Trapping Rain Water Problem in Java
Trapping rainwater is a classic problem in computer science and mathematics that involves calculating the amount of water that can be trapped between a set of bars. In this article, we will explore how to solve this problem in Java with example program.
Problem Statement
Given an array of non-negative integers representing an elevation map where the width of each bar is 1, compute how much water it can trap after raining.
For example
given [0,1,0,2,1,0,1,3,2,1,2,1],
Output: 6
Representing the amount of water that can be trapped between the bars.
Solution to The Problem
The solution to this problem involves calculating the maximum height of bars to the left and right of each bar and then subtracting the height of the current bar to get the water trapped at that point.
Let's look at the implementation of this algorithm in Java.
Trapping Rainwater using Brute Force Approach
Filename: TrappingRainwater.java
public class TrappingRainwater {
public static int trap(int[] height) {
int n = height.length;
int ans = 0;
for (int i = 1; i < n - 1; i++) {
int left = height[i];
for (int j = 0; j < i; j++) {
left = Math.max(left, height[j]);
}
int right = height[i];
for (int j = i + 1; j < n; j++) {
right = Math.max(right, height[j]);
}
ans += Math.min(left, right) - height[i];
}
return ans;
}
public static void main(String[] args) {
int[] height = {0, 1, 0, 2, 1, 0, 1, 3, 2, 1, 2, 1};
System.out.println("Amount of water trapped: " + trap(height));
}
}
Output:
Amount of water trapped: 6
In the above program, we iterate through each bar and calculate the maximum height of bars to the left and right of it using two separate loops.
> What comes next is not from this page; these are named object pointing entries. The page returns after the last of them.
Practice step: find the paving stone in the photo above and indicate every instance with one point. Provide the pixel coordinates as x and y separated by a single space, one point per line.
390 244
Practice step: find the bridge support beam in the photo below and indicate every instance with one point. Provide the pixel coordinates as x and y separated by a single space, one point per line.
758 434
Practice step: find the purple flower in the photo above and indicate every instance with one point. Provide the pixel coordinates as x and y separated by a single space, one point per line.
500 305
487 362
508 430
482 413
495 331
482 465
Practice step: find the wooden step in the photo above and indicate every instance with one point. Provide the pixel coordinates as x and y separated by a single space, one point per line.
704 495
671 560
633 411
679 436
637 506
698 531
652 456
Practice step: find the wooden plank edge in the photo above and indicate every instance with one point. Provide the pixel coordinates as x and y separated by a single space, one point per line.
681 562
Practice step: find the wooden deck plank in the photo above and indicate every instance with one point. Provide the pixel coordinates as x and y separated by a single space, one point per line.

We then subtract the height of the current bar from the minimum of the left and right maximums to get the water trapped at that point. Finally, we add up all the trapped water to get the total trapped water.
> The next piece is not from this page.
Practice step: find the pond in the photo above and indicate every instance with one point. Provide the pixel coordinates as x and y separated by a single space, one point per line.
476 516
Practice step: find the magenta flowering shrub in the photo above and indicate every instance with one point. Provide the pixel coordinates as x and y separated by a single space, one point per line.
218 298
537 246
Trapping Rainwater using Two-Pointer Approach
Filename: TrappingRainwater.java
public class TrappingRainwater {
public static int trap(int[] height) {
int n = height.length;
int left = 0, right = n - 1;
int leftMax = 0, rightMax = 0;
int ans = 0;
while (left < right) {
if (height[left] < height[right]) {
if (height[left] >= leftMax) {
leftMax = height[left];
} else {
ans += leftMax - height[left];
}
left++;
} else {
if (height[right] >= rightMax) {
rightMax = height[right];
} else {
ans += rightMax - height[right];
}
right--;
}
}
return ans;
}
public static void main(String[] args) {
int[] height = {0, 1, 0, 2, 1, 0, 1, 3, 2, 1, 2, 1};
System.out.println("Amount of water trapped: " + trap(height));
}
}
Output:
Amount of water trapped: 6
In the above program, we use a two-pointer approach where we initialize two pointers, one at the beginning and one at the end of the array. We then calculate the maximum height of bars to the left and right of the two pointers and move the pointer with the lower height towards the other pointer.
We maintain leftMax and rightMax to keep track of the maximum height of bars to the left and right of the pointers respectively. If the height at the left pointer is less than the height at the right pointer, we check if the height at the left pointer is greater than or equal to leftMax. If it is, we update leftMax, else we add the trapped water at the left pointer to the ans variable. Similarly, if the height at the right pointer is less than the height at the left pointer, we check if the height at the right pointer is greater than or equal to rightMax. If it is, we update rightMax, else we add the trapped water at the right pointer to the ans variable.
As we can see, both programs produce the same output for the given input array. Both approaches have a time complexity of O(n^2) and O(n) respectively, where n is the length of the input array. The two-pointer approach is more efficient than the brute-force approach, and we should prefer it when the input size is large.
In this article, we explored how to solve the trapping rainwater problem in Java using two different approaches. The brute-force approach involves iterating through each bar and calculating the maximum height of bars to the left and right of it. The two-pointer approach involves initializing two pointers and moving the pointer with the lower height towards the other pointer while maintaining the maximum height of bars to the left and right of the pointers.